お、おぅ…。これはかなりフレンドリーだな。
「実際にお会いするのと文のやり取りとでは異なりますゆえ…。とはいえ、そのように仰せ頂けると某も嬉しゅうございます」
晴嗣に近づいて座りなおすと、晴嗣が“美丈夫であるな”と呟いた。そういう君も割とがっちりしていると思うぞ。とても内大臣とは思えん。どこかの大名と言われた方がしっくりくるくらいだ。
「ご挨拶と新年のお祝いの品を持参いたしました。お納め頂きとうございまする」
俺が告げると、雪斎が目録を晴嗣に渡す。今回はかなり奮発したので、目録という形で進呈する品を伝えた。部屋まで運んでは仰々しく迷惑になるだろう。晴嗣が“ほぉう”と呟きながら目録に目を通した。
「うむ。このように多く気を遣ってもらってすまぬの。じゃがお陰で良い新年となりそうじゃ。近江坂本の父に代わって礼を申すぞよ」
そうなんだよな。太閤殿下は前将軍の義晴、現将軍の義輝親子の近江坂本下向に付いて行っていったためここにいない。ま、内蔵頭殿は朝廷における新進気鋭たる晴嗣を味方にする事が肝要と言っていた。俺もそう思う。何たって将来の近衛前久だからな。

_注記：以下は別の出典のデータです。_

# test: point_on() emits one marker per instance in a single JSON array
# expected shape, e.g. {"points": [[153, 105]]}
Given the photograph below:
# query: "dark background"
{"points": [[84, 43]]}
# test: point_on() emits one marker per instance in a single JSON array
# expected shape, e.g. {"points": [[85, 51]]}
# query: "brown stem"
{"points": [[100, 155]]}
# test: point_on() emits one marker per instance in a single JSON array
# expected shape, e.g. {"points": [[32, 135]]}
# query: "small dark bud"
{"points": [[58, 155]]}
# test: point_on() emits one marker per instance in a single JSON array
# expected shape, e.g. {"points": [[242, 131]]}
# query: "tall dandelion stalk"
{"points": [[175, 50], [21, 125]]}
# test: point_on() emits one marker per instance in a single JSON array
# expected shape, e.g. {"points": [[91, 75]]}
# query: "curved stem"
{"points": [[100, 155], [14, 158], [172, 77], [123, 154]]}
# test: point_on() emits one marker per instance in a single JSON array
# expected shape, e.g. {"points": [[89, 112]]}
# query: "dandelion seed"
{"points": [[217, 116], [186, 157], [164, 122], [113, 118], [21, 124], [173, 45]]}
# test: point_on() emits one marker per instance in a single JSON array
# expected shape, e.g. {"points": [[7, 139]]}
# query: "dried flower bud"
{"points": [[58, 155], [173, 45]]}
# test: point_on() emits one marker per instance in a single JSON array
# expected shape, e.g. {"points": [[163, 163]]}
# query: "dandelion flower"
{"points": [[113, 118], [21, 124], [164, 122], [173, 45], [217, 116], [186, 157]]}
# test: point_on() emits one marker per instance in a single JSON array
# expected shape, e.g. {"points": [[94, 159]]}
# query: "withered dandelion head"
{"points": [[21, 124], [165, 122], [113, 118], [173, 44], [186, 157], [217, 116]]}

世間話をしばらくして打ち解け、そろそろ本題でもと思っていると、煌びやかな着物を召した女子が部屋に入ってきた。侍女を連れている。誰だ?近衛家に連なる方だろうか?
「失礼いたしまする」
あれは…五衣と言ったか。この時代の準正装だ。前世では宮中に関するテレビ放送でしか見ないような衣装だな。さすがは摂関家だ。

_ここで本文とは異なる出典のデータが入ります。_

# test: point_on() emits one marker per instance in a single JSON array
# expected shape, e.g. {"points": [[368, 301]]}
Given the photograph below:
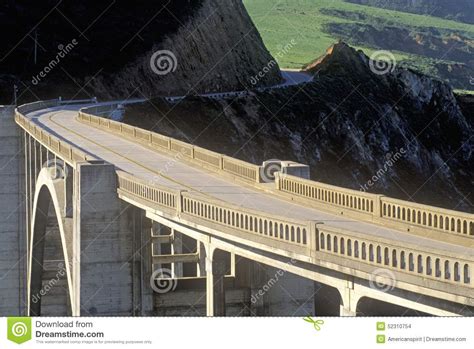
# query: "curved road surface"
{"points": [[164, 170]]}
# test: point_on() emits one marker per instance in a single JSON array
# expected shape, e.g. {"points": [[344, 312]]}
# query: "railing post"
{"points": [[313, 238], [377, 207], [179, 203], [259, 169]]}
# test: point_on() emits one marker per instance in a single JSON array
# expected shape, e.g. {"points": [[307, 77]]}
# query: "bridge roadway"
{"points": [[163, 169]]}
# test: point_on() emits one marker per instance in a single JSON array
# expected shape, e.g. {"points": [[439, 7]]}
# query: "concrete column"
{"points": [[349, 300], [13, 261], [68, 191], [215, 288], [177, 248], [103, 250], [146, 266]]}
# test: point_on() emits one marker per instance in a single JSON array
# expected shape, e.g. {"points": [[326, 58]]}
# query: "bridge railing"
{"points": [[293, 232], [211, 160], [446, 267], [213, 211], [373, 208], [399, 214], [57, 146]]}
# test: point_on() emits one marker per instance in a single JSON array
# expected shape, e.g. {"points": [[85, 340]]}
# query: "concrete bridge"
{"points": [[110, 207]]}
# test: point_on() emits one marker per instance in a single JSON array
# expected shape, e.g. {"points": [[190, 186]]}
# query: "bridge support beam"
{"points": [[215, 288], [349, 300], [103, 245]]}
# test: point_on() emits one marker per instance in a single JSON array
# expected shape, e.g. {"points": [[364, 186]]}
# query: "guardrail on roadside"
{"points": [[57, 146], [378, 209], [313, 239]]}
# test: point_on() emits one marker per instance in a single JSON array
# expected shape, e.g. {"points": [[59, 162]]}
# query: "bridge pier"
{"points": [[103, 245], [349, 300], [13, 240]]}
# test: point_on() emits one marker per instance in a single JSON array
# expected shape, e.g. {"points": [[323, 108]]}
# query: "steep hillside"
{"points": [[459, 10], [106, 49], [435, 46], [350, 125]]}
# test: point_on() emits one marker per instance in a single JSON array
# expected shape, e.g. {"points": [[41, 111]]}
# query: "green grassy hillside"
{"points": [[297, 31]]}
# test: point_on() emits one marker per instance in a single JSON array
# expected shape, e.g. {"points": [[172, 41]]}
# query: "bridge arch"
{"points": [[48, 195]]}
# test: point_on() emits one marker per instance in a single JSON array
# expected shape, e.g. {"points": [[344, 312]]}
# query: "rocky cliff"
{"points": [[400, 133], [88, 48]]}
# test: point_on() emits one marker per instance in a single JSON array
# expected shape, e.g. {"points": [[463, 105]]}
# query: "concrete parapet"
{"points": [[12, 215]]}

だが、遠目には煌びやかに見えた着物も、近づくと心なしか年季が入っているのが分かる。近衛家といえども台所事情は厳しいのかもしれぬ。
「…どうぞ」
五衣を着た女子が手を震わせながら茶を出してきた。大丈夫か?十歳位だろうか。小顔で可愛らしい。前世でも通じる顔立ちだな。誰かに似ている。うーむ、思い出せない…。
「これは忝い。礼を申し上げまする」
とりあえず礼をしておこう。雪斎と内蔵助には侍女、これは三十代くらいのおば…いや、お姉さんが運んでいる。
「妹の聡子じゃ。聡子、こちらは駿州の大名、今川家の御嫡男で龍王丸殿でおじゃる」
内府の妹…。ということは史実の朝倉義景室か!確か絶世の美女と呼ばれたはずだ。まだ幼いせいか、美女というよりは愛らしい感じだが…。確かに将来期待できる顔立ちだな。綺麗よりも可愛いタイプだと思うぞ。うん。
「今川龍王丸にございまする。以後お見知りおきいただければ嬉しゅうございまする。茶、頂戴いたしまするぞ」
「あの…、私が淹れたので…その、上手くできておればよいのですが」
お、この子が自分で入れてくれたのか。何か嬉しいじゃないの。ところで、結構声が低いんだな。女子の低い声って惹かれるな。俺だけかも知れんが…。
「あの…御服加減はいかがでしょう?」
あ、いかぬ。考え事をしてズズーッとただ飲んでいたわ。
「美味しゅうござる。これは赤鳥堂の茶を入れて下さったのでござろう?お気遣い感謝致しますぞ」
「はい。あ…いえ、こちらこそいつもお気遣いありがとうございます」
定期的に近衛家には赤鳥堂の品を献上している。喜んでくれて何よりだ。
「聡子、美代、ご苦労であった。大事な話があるゆえ下がってくれるか」
内府が告げると、妹殿とその侍女が頭を下げてさがっていった。
「さて、用向きを聞くとしようかの。大方のところは山科内蔵頭から聞いておる」
「はっ。こちらの貨幣に関するご相談の儀でございまする」
内蔵助に目配せをすると、天文通寶が載った三方を内府の前に運び、袱紗を外して披露した。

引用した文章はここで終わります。